My personal experience with chains on a gravel drive is that when they don't help the machine to move, they dig very nice holes. Tracks don't dig holes. At least not yet; I have 20+ years of experience with chains and less than 2 years (so far) with tracks. Tracks are harder to turn, or maybe it is more accurate to say that they need more room to turn. I stand my snowblower on its nose in a corner for storage so tires or tracks make no difference to me in that regard. 

Good luck in your search, let us know what you get and how it works for you.


----------



## Eddie Bausch (Nov 25, 2014)

Well I really like that Ariens 24 inch tracked machine VMaxed linked to. I can do the price and it looks like it matches my needs perfectly. Trouble is everyone is out of stock with expected delivery times of Dec 30th. I even called the local mower shop who told me they are sold out of snow blowers and do not expect any more in. 

I checked Craigs List as well. This is the only one that interest me but it is not a tracked machine.
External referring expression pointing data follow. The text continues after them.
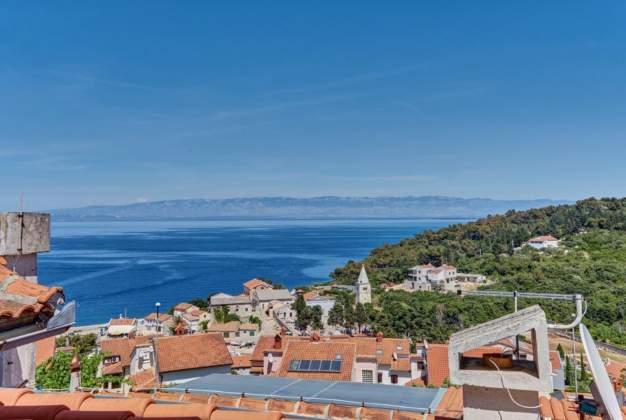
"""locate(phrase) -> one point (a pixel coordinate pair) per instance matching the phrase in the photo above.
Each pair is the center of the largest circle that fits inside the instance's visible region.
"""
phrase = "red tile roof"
(183, 306)
(241, 362)
(19, 296)
(263, 344)
(319, 350)
(614, 369)
(145, 379)
(552, 408)
(162, 317)
(543, 238)
(122, 347)
(191, 352)
(437, 364)
(122, 321)
(451, 405)
(254, 283)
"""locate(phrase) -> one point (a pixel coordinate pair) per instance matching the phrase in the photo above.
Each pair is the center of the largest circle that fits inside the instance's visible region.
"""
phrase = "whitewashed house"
(542, 242)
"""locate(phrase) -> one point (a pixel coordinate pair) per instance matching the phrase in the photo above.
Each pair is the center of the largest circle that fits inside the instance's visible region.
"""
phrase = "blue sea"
(111, 268)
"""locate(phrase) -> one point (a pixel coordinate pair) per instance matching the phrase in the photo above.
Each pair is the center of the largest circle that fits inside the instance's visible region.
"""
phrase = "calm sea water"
(114, 267)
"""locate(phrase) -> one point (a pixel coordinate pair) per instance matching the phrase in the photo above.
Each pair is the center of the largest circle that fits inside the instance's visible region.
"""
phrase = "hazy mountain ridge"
(289, 207)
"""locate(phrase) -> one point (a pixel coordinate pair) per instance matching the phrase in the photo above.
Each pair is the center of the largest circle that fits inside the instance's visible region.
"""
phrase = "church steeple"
(363, 289)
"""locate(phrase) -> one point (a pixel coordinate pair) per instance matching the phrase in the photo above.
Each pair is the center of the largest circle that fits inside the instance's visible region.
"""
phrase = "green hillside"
(590, 261)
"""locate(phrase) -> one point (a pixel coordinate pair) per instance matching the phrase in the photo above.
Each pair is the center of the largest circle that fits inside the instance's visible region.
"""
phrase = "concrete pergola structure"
(484, 394)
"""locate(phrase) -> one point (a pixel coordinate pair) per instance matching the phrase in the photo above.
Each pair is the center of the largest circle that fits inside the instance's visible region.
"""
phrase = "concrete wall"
(25, 265)
(24, 233)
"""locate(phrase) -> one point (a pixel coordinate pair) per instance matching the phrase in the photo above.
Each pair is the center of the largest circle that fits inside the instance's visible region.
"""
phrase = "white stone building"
(363, 288)
(542, 242)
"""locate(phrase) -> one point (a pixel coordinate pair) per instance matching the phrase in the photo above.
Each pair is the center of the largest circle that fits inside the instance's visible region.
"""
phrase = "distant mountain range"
(315, 207)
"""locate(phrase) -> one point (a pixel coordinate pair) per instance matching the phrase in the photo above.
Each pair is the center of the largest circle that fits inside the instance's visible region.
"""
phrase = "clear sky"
(114, 102)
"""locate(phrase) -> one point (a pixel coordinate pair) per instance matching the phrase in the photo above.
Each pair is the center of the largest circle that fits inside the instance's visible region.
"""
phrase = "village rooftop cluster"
(260, 365)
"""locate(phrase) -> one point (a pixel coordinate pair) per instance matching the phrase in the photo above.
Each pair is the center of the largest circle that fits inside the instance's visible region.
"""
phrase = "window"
(315, 366)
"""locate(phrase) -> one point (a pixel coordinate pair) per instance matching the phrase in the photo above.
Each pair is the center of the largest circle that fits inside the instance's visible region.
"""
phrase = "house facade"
(371, 359)
(363, 288)
(239, 305)
(30, 311)
(264, 300)
(542, 242)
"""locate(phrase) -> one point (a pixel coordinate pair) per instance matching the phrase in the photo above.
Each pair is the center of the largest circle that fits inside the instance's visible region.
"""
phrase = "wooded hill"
(591, 260)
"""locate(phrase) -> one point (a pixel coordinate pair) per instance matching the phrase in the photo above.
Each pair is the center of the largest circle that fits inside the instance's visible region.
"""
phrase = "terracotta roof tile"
(183, 307)
(122, 347)
(137, 406)
(201, 411)
(162, 317)
(451, 405)
(319, 350)
(145, 379)
(191, 352)
(254, 283)
(437, 364)
(122, 321)
(543, 238)
(342, 411)
(231, 326)
(614, 369)
(241, 362)
(115, 368)
(264, 343)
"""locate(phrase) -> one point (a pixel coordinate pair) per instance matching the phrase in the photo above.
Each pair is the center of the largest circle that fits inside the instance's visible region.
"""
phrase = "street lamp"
(158, 305)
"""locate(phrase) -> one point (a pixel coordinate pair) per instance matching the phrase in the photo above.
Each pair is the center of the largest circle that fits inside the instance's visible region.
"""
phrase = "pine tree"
(559, 348)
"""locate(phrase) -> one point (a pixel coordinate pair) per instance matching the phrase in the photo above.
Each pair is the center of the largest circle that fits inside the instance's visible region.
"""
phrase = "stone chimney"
(75, 373)
(278, 342)
(22, 237)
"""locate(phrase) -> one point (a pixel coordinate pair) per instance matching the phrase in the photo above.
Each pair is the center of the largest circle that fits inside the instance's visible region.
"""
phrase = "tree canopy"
(591, 261)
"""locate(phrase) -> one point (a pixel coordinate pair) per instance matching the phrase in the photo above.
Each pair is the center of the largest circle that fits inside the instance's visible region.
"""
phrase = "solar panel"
(315, 365)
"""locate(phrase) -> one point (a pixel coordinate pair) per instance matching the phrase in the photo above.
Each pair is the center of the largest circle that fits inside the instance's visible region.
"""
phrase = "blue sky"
(114, 102)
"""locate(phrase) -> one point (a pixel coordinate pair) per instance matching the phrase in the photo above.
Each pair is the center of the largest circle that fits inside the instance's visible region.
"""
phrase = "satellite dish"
(600, 377)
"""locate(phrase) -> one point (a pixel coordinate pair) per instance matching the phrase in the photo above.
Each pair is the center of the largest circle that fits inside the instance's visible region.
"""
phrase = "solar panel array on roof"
(346, 393)
(315, 366)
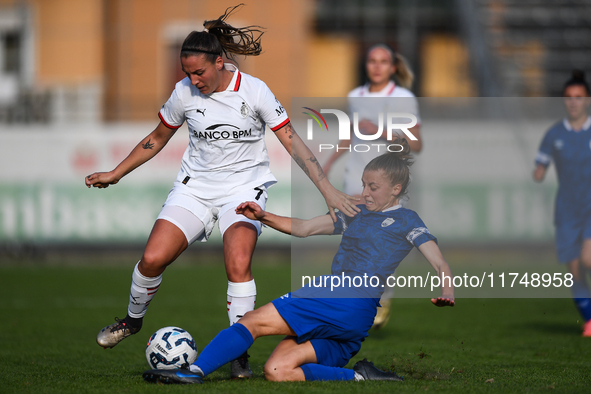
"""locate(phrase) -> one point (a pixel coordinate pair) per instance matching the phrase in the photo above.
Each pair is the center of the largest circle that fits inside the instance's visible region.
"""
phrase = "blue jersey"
(374, 243)
(571, 153)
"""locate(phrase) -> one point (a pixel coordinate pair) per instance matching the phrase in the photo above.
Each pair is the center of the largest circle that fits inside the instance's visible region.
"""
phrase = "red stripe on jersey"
(238, 79)
(286, 121)
(391, 90)
(166, 124)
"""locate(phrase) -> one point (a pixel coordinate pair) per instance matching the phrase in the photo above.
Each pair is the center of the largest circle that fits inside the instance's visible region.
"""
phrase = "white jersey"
(369, 109)
(226, 152)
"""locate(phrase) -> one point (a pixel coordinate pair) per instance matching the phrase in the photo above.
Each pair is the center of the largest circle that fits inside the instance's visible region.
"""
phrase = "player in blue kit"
(568, 144)
(324, 327)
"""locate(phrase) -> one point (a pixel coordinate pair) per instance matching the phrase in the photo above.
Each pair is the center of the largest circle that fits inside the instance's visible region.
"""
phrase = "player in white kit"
(379, 95)
(225, 163)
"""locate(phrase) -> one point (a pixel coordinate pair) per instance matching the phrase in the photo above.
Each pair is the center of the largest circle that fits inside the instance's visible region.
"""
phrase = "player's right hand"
(100, 180)
(251, 210)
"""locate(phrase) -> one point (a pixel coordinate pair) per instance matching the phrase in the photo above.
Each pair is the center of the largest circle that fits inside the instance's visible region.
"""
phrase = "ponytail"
(403, 73)
(220, 38)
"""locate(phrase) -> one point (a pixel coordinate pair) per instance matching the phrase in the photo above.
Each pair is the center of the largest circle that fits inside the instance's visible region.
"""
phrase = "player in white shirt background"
(381, 65)
(225, 163)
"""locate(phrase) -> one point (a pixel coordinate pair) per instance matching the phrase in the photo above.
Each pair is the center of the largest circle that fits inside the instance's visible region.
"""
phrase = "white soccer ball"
(170, 348)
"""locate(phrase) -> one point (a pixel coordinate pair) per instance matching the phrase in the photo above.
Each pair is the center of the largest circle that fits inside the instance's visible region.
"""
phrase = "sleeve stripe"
(166, 124)
(238, 79)
(543, 158)
(286, 121)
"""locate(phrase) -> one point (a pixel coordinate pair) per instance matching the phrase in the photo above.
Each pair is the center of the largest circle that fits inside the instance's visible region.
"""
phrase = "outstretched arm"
(309, 164)
(433, 255)
(367, 127)
(143, 152)
(296, 227)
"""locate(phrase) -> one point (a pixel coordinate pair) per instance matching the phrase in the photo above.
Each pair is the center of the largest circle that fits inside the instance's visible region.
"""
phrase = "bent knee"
(276, 372)
(154, 260)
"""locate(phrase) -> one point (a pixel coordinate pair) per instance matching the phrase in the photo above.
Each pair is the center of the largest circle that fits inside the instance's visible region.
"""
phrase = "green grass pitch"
(51, 313)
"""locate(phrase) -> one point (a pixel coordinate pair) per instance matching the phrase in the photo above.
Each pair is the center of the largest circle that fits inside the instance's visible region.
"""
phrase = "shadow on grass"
(417, 367)
(550, 327)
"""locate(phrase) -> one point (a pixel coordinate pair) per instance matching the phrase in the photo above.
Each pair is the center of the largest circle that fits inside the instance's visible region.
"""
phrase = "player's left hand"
(251, 210)
(441, 301)
(336, 199)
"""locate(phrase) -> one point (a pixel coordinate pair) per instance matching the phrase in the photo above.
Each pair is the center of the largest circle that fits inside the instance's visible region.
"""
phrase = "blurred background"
(81, 82)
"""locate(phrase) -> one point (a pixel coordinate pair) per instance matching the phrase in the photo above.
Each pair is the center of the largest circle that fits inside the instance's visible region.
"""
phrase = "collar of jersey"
(395, 207)
(387, 91)
(234, 84)
(586, 125)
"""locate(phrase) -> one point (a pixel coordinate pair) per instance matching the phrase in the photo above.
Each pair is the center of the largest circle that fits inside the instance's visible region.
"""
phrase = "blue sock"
(225, 347)
(322, 372)
(582, 299)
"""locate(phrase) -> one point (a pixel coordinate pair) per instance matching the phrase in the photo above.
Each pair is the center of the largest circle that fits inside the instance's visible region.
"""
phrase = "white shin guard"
(241, 299)
(142, 291)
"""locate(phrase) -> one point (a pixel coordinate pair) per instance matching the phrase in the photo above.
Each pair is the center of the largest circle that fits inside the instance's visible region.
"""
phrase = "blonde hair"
(404, 75)
(396, 165)
(221, 38)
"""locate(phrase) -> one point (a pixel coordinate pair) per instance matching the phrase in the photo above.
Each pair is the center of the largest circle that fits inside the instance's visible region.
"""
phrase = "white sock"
(142, 291)
(241, 299)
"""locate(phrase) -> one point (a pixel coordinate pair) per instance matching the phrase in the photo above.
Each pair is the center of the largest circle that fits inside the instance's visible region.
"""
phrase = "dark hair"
(577, 79)
(396, 165)
(403, 73)
(221, 38)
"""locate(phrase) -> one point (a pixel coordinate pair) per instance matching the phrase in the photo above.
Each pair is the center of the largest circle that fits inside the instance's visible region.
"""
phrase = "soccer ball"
(170, 348)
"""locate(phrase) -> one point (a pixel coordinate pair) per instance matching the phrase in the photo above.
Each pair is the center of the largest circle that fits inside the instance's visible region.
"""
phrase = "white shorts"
(197, 216)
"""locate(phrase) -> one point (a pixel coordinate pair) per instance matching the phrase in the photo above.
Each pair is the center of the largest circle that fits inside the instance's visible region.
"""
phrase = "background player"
(324, 332)
(224, 164)
(381, 65)
(568, 144)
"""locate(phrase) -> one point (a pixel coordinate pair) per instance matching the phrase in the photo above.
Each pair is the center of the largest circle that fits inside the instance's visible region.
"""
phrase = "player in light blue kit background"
(379, 94)
(568, 145)
(325, 327)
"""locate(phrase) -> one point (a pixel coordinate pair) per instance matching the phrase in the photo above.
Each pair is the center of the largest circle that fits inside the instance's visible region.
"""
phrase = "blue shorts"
(570, 236)
(335, 326)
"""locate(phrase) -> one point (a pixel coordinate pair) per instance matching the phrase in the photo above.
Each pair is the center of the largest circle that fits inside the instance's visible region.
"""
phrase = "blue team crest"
(387, 222)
https://cincinnati.craigslist.org/tls/4773955278.html 

Maybe I should just order one and wait. I have been clearing the driveway for years with out my future blower, what's another month?


----------



## greatwhitebuffalo (Feb 11, 2014)

Eddie Bausch said:


> Hi Guys - I am going to be purchasing a two-stage snow blower very soon but am not sure if I should go with tracks or tires. This is for residential use on a concrete driveway in good condition about 200 feet long. Here is the kicker much of the driveway is a 22% grade. .


 the main downfall of snowblower vs. tractor plowing is, the snowblower is an inherently lighter machine, with generally smaller tires, and lacks the traction of the larger/heavier tractor.

if you get a snowblower, get one with the largest tires available for traction

a tracked blower is better yet for traction


----------



## vmaxed (Feb 23, 2014)

Eddie Bausch said:


> Well I really like that Ariens 24 inch tracked machine VMaxed linked to. I can do the price and it looks like it matches my needs perfectly. Trouble is everyone is out of stock with expected delivery times of Dec 30th. I even called the local mower shop who told me they are sold out of snow blowers and do not expect any more in.
> 
> I checked Craigs List as well. This is the only one that interest me but it is not a tracked machine.
> 
> ...


 Speedway has five 

Ariens Compact Track Snow Blower - 24" - 208cc


----------



## Hanky (Nov 14, 2014)

I had a tracked machine for 18 years just sold it and went to a 1128 Toro and like my new Toro but wish it had tracks, No Ariens dealer near by so that is why the Toro.


----------



## KaRLiToS (Nov 21, 2014)

HCBPH said:


> I've only owned wheeled machines and with chains they've worked for me. I have though worked on a couple of tracked machines over the years. One thing to watch on tracks is whether there are grease zerks on the various hubs on it. Without the ability to grease them they can rust up in some cases, which is what I encountered.
> 
> If nothing else, see what locals around you use and have then ask them how they feel about their machines.
> 
> Good luck.


Is that necessary on the Honda HSS928TC track model?


----------



## Kiss4aFrog (Nov 3, 2013)

Tracks if you need the most traction but wheels are so much easier to move around.


----------



## Eddie Bausch (Nov 25, 2014)

vmaxed said:


> Speedway has five
> 
> Ariens Compact Track Snow Blower - 24" - 208cc


They have one less now.

Thanks for the link.


----------



## vmaxed (Feb 23, 2014)

Good luck with your new Ariens Ed


----------



## Kiss4aFrog (Nov 3, 2013)

Eddie Bausch said:


> They have one less now.


congratulations on your purchase


----------